Latoya Shauntay Snell has had a busy year. In just 2018, she completed a list of races most people aspire to accomplish within their entire lifetime — Seattle Marathon, Chicago Marathon, New York City Marathon, several half marathons, various 5Ks and 10Ks, a few obstacle-course races and the Javelina 100K.
But, she’s nowhere near done yet.
A self-proclaimed “accidental runner,” Latoya is a prominent figure in the running community and a popular blogger. Known to many by her social media and blog, Latoya uses “Running Fat Chef” as a space where she can speak openly about taboo subjects, share her personal experiences and encourage others to do the same.
When she first started her fitness journey, it was easy for Latoya to find motivation because there were so many challenges she hadn’t done yet. But now with so many accomplishments under her belt, Latoya stays motivated by things or races that scare her. “I want to do a triathlon, but I didn’t get to a point where I was comfortable with my swimming. I’m so tired of knowing that this is the one thing that’s holding me back from becoming a triathlete,” Latoya says.
While Latoya threw herself into triathlon training with as much bravery, persistence and vigor as running, there was still something holding her back.
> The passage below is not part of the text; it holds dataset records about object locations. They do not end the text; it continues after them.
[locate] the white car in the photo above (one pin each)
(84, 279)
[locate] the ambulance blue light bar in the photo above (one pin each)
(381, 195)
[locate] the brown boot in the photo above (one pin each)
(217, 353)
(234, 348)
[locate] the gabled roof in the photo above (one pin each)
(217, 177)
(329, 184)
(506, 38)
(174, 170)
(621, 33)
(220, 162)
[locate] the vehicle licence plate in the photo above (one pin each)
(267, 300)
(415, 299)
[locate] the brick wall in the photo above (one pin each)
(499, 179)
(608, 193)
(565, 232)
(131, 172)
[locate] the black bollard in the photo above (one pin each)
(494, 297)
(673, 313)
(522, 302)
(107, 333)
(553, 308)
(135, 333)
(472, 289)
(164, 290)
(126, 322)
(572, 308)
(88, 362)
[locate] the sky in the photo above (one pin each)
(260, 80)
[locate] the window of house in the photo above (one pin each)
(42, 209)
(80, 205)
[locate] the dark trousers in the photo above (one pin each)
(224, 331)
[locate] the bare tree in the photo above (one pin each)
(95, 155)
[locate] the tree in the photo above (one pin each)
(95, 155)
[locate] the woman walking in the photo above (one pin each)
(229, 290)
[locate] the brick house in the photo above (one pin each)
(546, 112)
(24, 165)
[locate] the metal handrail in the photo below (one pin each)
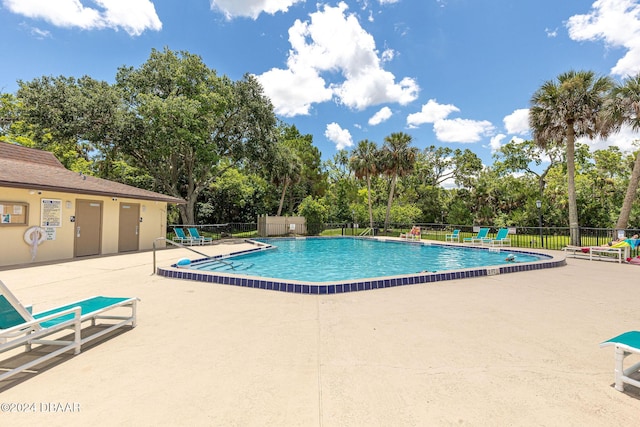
(367, 230)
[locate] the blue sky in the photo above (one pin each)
(457, 73)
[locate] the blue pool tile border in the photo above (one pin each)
(320, 288)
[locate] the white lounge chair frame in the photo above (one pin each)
(455, 236)
(500, 241)
(623, 350)
(183, 239)
(33, 330)
(597, 252)
(196, 237)
(480, 237)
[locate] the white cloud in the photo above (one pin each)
(431, 112)
(388, 55)
(133, 16)
(319, 52)
(337, 135)
(462, 130)
(517, 122)
(496, 142)
(624, 140)
(251, 8)
(617, 23)
(381, 116)
(293, 92)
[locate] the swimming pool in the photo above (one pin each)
(333, 259)
(415, 259)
In the end, she wasn’t able to make it to the start line.
“My fear is paralyzing, and at times, it feels a little dehumanizing. I need to get past this fear to be able to chase the adventures that I desire. I’ve done running. I’ve done cycling. I’ve done so many sports. I’m hoping that doing a triathlon will be just as addictive as running or cycling. Triathlon requires a lot of mental and physical work. I’m already putting in the hours, and I would love to experience this freeing experience of being in the water,” she says.
Latoya’s fear stems from two near-death experiences in the water. But what stops her isn’t just the past trauma. It’s also a fear of letting go and surrendering to the water. “Every time I go into the water, at some point, that fear comes alive all over again. It’s one thing to have a fear that’s embedded in your head, and it’s another thing to have a fear that actually becomes a reality. I’m trying to move past that, but letting go and surrendering is the hardest thing I’ve ever done. And in the water, you have to surrender in so many ways. I haven’t become comfortable with surrendering to anything,” Latoya says.
Even though facing her fear of swimming will be no easy feat, Latoya has an immense amount of intrinsic motivation to help her along the way. “Everyday I wake up, and I look in the mirror. I ask myself, ‘How can I do better? How can I be better?’ And I do that just by trying and giving my best effort. I’m not looking at everybody else or examining the room and wondering if I can do better than them. I want to be a better version of myself,” she says.
“If I look at everyone else and see what they’re doing, it’s not my journey. My journey is for me. I’m done with trying to impress people. I’ve tried that all my life. It didn’t work for me,” Latoya says, “This is the first time that I can actually say in my 33 years of living that I actually gave my all without trying to be someone else. But, the things that keep me going are actually tapping into my fear. I want to scare myself and see what I’m actually capable of.”
So, what’s next? For Latoya, that’s taking things one step at a time. She’s still rejoicing over her new victories, but she’s also looking ahead. She’s channeling her fear into her next set of races and continuing to push forward, even with something that scares her as much as swimming.
“The unknown can make people nervous. And for me, I’m okay with touching the unknown. I embrace it. I’ve had so many years of being paralyzed from not trying that I can’t imagine the rest of my life without trying to do better or be better,” Latoya says.